Beacon Securities Ltd. downgraded Foraco International SA to “hold” from “buy” after it reported a lousy fourth quarter and cut its dividend by 20 per cent.
Drilling companies such as Foraco have been challenged to sign contracts at a time when junior explorers and other commodity producers have curtailed exploration activities alongside the drop in commodity prices.
Foraco will save cash by slashing the dividend and will have trimmed nearly 25 per cent, or 1,000 positions, by the end of the first quarter. But Beacon analyst Michael Mills believes the company’s order backlog is thinning and it’s hard to predict when conditions will improve.
“With the weakness experienced in Q4 and the continued lack of visibility with regard to contracted work in 2013, we are significantly lowering our estimates (including for earnings, revenues and margins),” he said. “The drag from underperforming Chilean contracts will continue through Q2 2013 and overall margin profile will be pressured throughout the year due to lower rig utilization driving lower contract pricing.”
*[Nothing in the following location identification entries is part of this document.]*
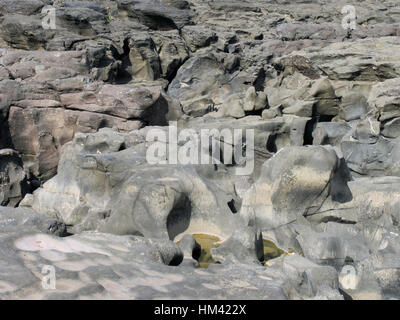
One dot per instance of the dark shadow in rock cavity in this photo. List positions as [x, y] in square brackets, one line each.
[339, 190]
[179, 218]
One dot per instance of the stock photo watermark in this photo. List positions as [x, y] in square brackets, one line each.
[211, 146]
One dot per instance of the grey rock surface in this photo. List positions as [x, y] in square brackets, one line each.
[317, 216]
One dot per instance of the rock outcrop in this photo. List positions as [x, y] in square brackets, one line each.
[313, 114]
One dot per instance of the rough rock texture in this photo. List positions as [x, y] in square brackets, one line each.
[77, 102]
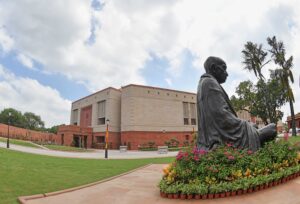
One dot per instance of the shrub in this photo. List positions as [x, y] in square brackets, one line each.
[227, 168]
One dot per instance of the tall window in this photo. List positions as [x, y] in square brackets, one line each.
[185, 113]
[75, 117]
[193, 113]
[101, 113]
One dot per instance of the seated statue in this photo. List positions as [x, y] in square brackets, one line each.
[217, 121]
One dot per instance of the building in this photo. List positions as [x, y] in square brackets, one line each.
[138, 115]
[297, 121]
[25, 134]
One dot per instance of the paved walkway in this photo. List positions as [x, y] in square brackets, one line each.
[96, 154]
[140, 186]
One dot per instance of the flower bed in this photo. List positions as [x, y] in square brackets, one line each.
[228, 171]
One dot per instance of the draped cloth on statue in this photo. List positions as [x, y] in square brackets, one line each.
[217, 120]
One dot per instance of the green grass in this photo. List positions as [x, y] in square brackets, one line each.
[26, 174]
[66, 148]
[294, 139]
[19, 142]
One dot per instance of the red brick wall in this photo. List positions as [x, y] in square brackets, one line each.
[68, 131]
[114, 139]
[137, 138]
[86, 116]
[24, 134]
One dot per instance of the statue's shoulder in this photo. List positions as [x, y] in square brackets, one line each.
[207, 79]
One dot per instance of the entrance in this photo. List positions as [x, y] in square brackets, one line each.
[85, 141]
[76, 140]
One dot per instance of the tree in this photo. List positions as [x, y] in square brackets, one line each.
[254, 59]
[16, 118]
[283, 73]
[33, 121]
[253, 99]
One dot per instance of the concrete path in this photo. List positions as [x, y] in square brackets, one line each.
[97, 154]
[140, 186]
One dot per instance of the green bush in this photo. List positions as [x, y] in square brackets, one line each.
[228, 169]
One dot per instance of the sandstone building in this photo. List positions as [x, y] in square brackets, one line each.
[137, 115]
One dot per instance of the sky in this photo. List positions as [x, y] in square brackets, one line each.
[55, 52]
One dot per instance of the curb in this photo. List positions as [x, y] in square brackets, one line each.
[24, 199]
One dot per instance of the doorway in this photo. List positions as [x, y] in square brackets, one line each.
[76, 140]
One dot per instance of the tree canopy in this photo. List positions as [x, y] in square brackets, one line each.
[265, 98]
[27, 120]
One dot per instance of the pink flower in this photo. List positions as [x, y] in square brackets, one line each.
[230, 157]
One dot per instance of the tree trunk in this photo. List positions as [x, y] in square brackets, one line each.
[293, 118]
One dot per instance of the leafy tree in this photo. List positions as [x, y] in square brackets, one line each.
[33, 121]
[283, 73]
[254, 58]
[16, 118]
[262, 100]
[271, 94]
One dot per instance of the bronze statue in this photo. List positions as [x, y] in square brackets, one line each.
[217, 121]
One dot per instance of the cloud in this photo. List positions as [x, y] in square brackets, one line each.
[26, 61]
[28, 95]
[110, 45]
[6, 42]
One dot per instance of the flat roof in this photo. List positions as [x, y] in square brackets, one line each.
[96, 93]
[152, 87]
[142, 86]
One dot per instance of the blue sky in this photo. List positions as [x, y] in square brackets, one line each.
[54, 53]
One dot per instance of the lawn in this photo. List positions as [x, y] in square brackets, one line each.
[27, 174]
[66, 148]
[294, 139]
[19, 142]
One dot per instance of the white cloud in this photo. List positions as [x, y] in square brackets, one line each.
[6, 42]
[26, 61]
[28, 95]
[169, 81]
[127, 32]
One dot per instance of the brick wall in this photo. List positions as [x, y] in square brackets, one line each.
[25, 134]
[114, 140]
[66, 133]
[137, 138]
Target: Mr. Mills cut his price target to $2.25 from $3.50. The average Street forecast is $2.90.
Stantec Inc.’s stock price, which has steadily been rising, reflects historical margins and acquisition-led growth, and investors “should be very selective about their entry point,” said Desjardins Securities analyst Pierre Lacroix.
“Since initiating its dividend policy in early 2012, STN has delivered a streak of better-than-expected results on the back of solid organic growth and improving gross margins that have been matched by steady appreciation in the shares. Meanwhile, STN continues to book increasing amounts of new business, as evidenced by the fact that its backlog was at an all-time high of $1.3-billion at the end of 2012,” he wrote in a research note.
“We believe that the premium valuation awarded to STN and headwinds to growth posed by political uncertainty in the near term are key hurdles to STN outperforming its peers,” he added.
Target: Mr. Lacroix has $40 target price on the stock, which he rates “hold.” The average analyst target is $43.71.
International Forest Products Ltd. is poised to benefit from its acquisition of Rayonier's Wood Products Business in the southern United States as well as a recovery in U.S. housing, said Raymond James analyst Daryl Swetlishoff.
“Despite strong share price appreciation, we continue to believe that we are in the early stages of a sustained lumber rally and see material upside in the stocks based on our fundamental outlook,” he said.
“In addition to the incremental earnings we see Interfor gaining from this accretive acquisition, we also expect the company to benefit from current robust lumber prices, which we believe could persist through the spring building season augmented by strong Chinese shipments. Longer term, we see profound valuation implications of strong free cash flows in 2013 and 2014 (due to lagging stumpage, tax loss carry forwards, and reduced duties) before the lumber industry enters what we believe will be cycle-peak earnings in subsequent years.”
Target: Mr. Swetlishoff rates the stock “outperform” and raised his target price from $11.00 to $12.50. The average Street target is $11.54.
Capital Power Corp. missed fourth-quarter earnings expectations, and faces weak power prices in Alberta and disappointing results from facilities in New England, said CIBC World Markets analyst Paul Lechem.
“While the long-term outlook is positive, we do not see a catalyst for the stock in the short to mid-term,” he said.
Target: Mr. Lechem lowered his price target from $25.50 (Canadian) to $24 and downgraded the stock from “sector outperform” to “sector perform.” The average Street target is $23.70.